Send a PDF, DOCX, or image to test document conversion:

  • PDFs/DOCX/PPTX are converted to markdown via Docling with OCR
  • Voice messages are transcribed via Whisper (if OPENAI_API_KEY is set)
  • Files are saved to uploads/{YYYY-MM-DD}/ with sibling output files (e.g., report.pdfreport.md)

Next Steps

Now that you have a working agent, explore advanced features:

  • Configuration - Deep-dive into global and workspace config options
  • Queue System - Understand queue modes (collect, steer, interrupt, followup)
  • Scheduling - Set up scheduled tasks and heartbeats
  • Builtins - Enable web search, voice, browser automation, sub-agents
  • Workspaces - Advanced workspace organization and custom tools
  • Channels - Channel system details and access control
  • Architecture - System design and component interactions

Troubleshooting

Bot Doesn't Respond

Check environment variables:

# Verify variables are set
echo $TELEGRAM_BOT_TOKEN   # or DISCORD_BOT_TOKEN
echo $ANTHROPIC_API_KEY    # or OPENAI_API_KEY

Check allowed_users list: If you configured allowed_users in agent.yaml, ensure your user ID is in the list.
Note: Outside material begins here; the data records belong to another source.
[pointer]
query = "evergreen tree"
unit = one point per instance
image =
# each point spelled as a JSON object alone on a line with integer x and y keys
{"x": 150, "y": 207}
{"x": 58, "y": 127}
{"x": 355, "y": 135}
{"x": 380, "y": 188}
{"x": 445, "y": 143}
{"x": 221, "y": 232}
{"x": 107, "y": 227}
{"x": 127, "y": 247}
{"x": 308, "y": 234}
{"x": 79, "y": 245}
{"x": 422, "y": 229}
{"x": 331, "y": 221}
To find your user ID, temporarily set allowed_users: [] and check the logs when you send a message.

Check logs:

poetry run openpaw -c config.yaml -w my-agent -v

Look for errors like Unauthorized message from user 123456 or Invalid API key.

"Module not found" Errors

Ensure you're using poetry run prefix:

# Wrong
openpaw -c config.yaml -w my-agent

# Correct
poetry run openpaw -c config.yaml -w my-agent

Verify installation:

poetry install
poetry show  # List installed packages

"No API key" Errors

For global environment variables:

# Check if variables are exported in your current shell
env | grep API_KEY

For workspace-specific variables: Ensure .env file exists in agent_workspaces/<name>/config/.env and contains the required keys.

Test API key directly:

import anthropic
client = anthropic.Anthropic(api_key="your-key")
# Should not raise an error

Playwright Browser Errors

If browser automation fails:

# Ensure Playwright is installed
poetry run playwright install chromium

# Check installed browsers
poetry run playwright install --help

Docling OCR Issues

If scanned PDFs produce <!-- image --> instead of text:

  • macOS: Docling uses native OCR (no additional setup needed)
  • Linux: Docling falls back to EasyOCR (auto-installed)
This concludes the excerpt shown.